Reportase.today Situbondo, Jum’at 19 September 2025 – Aktivis senior Situbondo, Amirul Mustafa, kembali meluapkan kritik tajam terhadap sejumlah gebrakan Bupati Situbondo yang dinilainya tidak terarah dan cenderung serampangan.

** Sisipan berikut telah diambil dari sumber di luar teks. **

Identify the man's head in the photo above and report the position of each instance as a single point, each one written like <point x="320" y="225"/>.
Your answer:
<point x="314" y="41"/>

Sorotan utama Amir kali ini tertuju pada pembentukan Satuan Tugas (Satgas) Anti Premanisme yang baru saja diluncurkan oleh Bupati pada awal September lalu.

Menurut Amir, sejumlah kebijakan yang dikeluarkan Bupati akhir-akhir ini tidak menunjukkan hasil yang signifikan, mulai dari rendahnya daya serap Anggaran Pendapatan dan Belanja Daerah (APBD), program peningkatan Usaha Mikro Kecil dan Menengah (UMKM) yang minim progres, hingga kejanggalan dalam perpanjangan Surat Keputusan (SK) Pelaksana Tugas (PLT) beberapa pejabat daerah. Namun, yang paling menggelitik, kata Amir, adalah pembentukan Satgas Anti Premanisme yang dianggap prematur dan tidak memiliki dasar hukum yang jelas.
“Bagaimana tidak lucu? Satgas yang katanya untuk memberantas premanisme ini justru melibatkan sejumlah sipil, bahkan ada yang aktif di LSM, dan anehnya malah dijadikan Ketua Satgas. Ini kan seperti dagelan,” tegas Amirul Mustafa, dengan nada sinis.
Berdasarkan SK Bupati Situbondo Nomor 100.3.3.2/18431.013/2025 tertanggal 8 September 2025, Satgas tersebut dibentuk dengan nama Satgas Terpadu Penanganan dan Pembinaan Organisasi Kemasyarakatan Terafiliasi Kegiatan Premanisme. Tujuannya, menjaga stabilitas keamanan, ketertiban masyarakat, sekaligus mendukung iklim investasi di Situbondo.
Namun publik justru mempertanyakan urgensi pembentukan Satgas tersebut. Pasalnya, hingga saat ini tidak ada organisasi kemasyarakatan di Situbondo yang terindikasi terafiliasi dengan praktik premanisme. Lebih jauh, konsep kerja, kinerja, hingga fokus penanganan Satgas ini pun masih kabur.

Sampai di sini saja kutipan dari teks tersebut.